Yıl 2014. Yer Ordu. Deniz kenarında oturuyoruz. Ortalıkta bir tek zebaniler eksik, diğer yönlerden cehennemden aşağı kalır yönü yok. 'Kara' kelimesi yalnızca denizin adını değil rengini de niteliyor.  
  Balık lokantalarında günün mahsülü olarak pet şişeler, ambalaj kağıtları var. Deniz sanki sudan değil petrolden oluşuyor. Bırakın denizden beslenmeyi denize girmek bile mümkün değil. Denize yüzenlerde kolera, dizanteri gibi hastalıklar meydana geliyor. 
   Toplu balık ölümleri gerçekleşiyor. Bir çok balık türünün nesli tükendi bile. Çocuklar masmavi denizleri ancak coğrafya derslerinde görüyorlar. Mavi renk denizi yalnızca haritalarda temsil ediyor.
   Bu yazıyı sizlere Efirli'den deniz kenarından yazıyorum. Az önce denize girecektim fakat kirliliği görünce vazgeçtim. Daha sonra düşündüm acaba 100 yıl sonra bu deniz nasıl olacak.

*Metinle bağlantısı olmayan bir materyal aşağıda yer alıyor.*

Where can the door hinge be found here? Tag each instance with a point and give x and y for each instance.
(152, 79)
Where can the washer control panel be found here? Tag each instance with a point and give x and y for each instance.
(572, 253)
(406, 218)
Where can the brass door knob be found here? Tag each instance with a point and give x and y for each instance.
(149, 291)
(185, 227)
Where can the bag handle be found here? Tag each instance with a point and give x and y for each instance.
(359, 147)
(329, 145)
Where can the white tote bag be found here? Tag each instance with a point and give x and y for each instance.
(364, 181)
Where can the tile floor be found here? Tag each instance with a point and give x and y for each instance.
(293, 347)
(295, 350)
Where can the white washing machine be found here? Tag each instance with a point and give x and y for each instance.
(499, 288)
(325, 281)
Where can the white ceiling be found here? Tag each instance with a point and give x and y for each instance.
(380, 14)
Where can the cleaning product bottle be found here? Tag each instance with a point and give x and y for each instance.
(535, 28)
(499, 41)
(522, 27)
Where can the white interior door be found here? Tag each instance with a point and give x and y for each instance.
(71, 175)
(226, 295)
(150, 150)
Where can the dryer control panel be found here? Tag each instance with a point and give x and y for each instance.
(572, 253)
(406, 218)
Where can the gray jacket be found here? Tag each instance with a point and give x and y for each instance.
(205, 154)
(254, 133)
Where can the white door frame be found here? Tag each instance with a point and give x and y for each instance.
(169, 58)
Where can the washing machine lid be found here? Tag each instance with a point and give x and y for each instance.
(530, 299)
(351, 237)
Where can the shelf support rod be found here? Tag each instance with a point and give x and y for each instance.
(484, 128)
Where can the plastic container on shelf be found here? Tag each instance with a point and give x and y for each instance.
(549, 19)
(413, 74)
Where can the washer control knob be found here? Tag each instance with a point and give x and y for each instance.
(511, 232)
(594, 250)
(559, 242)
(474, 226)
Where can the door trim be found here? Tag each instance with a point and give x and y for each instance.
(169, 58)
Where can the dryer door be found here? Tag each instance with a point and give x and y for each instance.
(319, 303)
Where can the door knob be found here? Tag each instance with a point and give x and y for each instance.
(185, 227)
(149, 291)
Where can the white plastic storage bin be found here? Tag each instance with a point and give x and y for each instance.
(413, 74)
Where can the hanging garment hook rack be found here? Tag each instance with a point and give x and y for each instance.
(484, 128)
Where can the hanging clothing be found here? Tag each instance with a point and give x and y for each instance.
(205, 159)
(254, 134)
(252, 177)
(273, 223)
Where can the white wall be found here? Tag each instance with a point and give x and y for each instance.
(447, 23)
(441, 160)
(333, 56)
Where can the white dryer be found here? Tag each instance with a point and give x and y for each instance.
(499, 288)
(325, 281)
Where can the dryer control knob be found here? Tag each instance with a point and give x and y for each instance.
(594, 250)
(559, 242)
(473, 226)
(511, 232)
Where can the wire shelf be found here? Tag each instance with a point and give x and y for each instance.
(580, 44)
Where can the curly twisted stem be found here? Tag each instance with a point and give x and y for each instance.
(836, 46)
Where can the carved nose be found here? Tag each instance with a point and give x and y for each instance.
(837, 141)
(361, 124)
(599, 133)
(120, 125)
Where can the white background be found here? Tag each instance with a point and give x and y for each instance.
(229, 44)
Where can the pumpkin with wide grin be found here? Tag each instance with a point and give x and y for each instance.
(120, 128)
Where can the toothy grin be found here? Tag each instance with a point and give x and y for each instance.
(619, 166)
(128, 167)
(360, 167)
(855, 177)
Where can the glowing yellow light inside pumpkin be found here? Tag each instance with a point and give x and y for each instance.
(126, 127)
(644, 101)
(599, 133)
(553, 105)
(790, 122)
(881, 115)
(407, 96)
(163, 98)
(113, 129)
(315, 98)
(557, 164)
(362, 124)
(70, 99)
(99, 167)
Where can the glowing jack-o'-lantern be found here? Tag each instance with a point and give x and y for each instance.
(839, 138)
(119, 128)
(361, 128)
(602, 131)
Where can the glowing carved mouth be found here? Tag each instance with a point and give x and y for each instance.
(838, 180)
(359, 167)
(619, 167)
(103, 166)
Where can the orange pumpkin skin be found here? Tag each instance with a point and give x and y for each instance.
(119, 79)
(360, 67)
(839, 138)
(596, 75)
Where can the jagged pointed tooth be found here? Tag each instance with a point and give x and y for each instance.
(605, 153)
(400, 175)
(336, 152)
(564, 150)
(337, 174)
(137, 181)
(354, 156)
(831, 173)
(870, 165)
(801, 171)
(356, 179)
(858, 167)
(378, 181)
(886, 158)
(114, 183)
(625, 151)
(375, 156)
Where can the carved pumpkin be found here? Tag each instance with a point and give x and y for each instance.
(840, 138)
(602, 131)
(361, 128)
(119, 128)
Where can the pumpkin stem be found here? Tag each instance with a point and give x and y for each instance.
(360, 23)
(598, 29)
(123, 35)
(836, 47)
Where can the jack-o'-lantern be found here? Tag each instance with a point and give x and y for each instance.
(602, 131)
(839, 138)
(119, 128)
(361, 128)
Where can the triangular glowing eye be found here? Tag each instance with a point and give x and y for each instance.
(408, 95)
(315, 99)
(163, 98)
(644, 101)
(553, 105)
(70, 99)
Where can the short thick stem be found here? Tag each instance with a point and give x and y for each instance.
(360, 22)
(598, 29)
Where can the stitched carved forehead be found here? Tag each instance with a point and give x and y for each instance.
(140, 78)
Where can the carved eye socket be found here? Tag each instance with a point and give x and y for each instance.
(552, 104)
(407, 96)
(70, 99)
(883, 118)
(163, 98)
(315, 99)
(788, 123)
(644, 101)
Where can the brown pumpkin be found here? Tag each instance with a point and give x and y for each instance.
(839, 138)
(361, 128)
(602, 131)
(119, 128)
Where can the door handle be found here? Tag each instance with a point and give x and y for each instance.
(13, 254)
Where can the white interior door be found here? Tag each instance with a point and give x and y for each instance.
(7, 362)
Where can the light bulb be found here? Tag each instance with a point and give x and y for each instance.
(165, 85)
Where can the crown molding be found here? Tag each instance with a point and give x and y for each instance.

Aklıma gelen senaryo yukarıda ki gibi oldu maalesef. Bu kadar hızlı kirletirsek düşündüğüm senaryo gerçekleşir mi sizce ? .
  Geçtiğimiz salı Kabotaj Bayramı' nı kutladık. Bu hafta denizcilikle ilgili bir yazı yazmayı planlıyordum fakat böylesi bir yazı 
daha etkili olur diye düşündüm. Zaten denizler kirlenmeye bu kadar hızlı kirlenirse denizcilik diye bir şey kalmayacak.
   Deniz kirlenmesi; deniz ekosistemine zarar veren, insan sağlığını bozan, balıkçılık da dahil olmak üzere, denizlerdeki faaliyetleri engelleyen, denizin kullanım kalitesini etkileyen ve değerini azaltan madde veya enerjinin insanlar tarafından deniz ortamına doğrudan veya dolaylı olarak bırakılması olarak tanımlanabilir.
   Üç tarafı denizlerle çevrili ülkemizde denizcilik faaliyetleri oldukça önem taşıyor. Buna itiraz eden yoktur herhalde. Sözde herkes bunu bilir ve bu yüzden denizi kirletmez. Zaten denizde ki o çöpleri de uzaylılar attı öyle değil mi?
  Eğer insan bilinçlense hiçbir sorun kalmayacak. Bu konuda Uzun Dönemli Stratejiler ve uzun dönemli stratejiler ile uyumlu olan ara tedbirler alınmalı. Yoksa tablo çok daha vahim olabilir.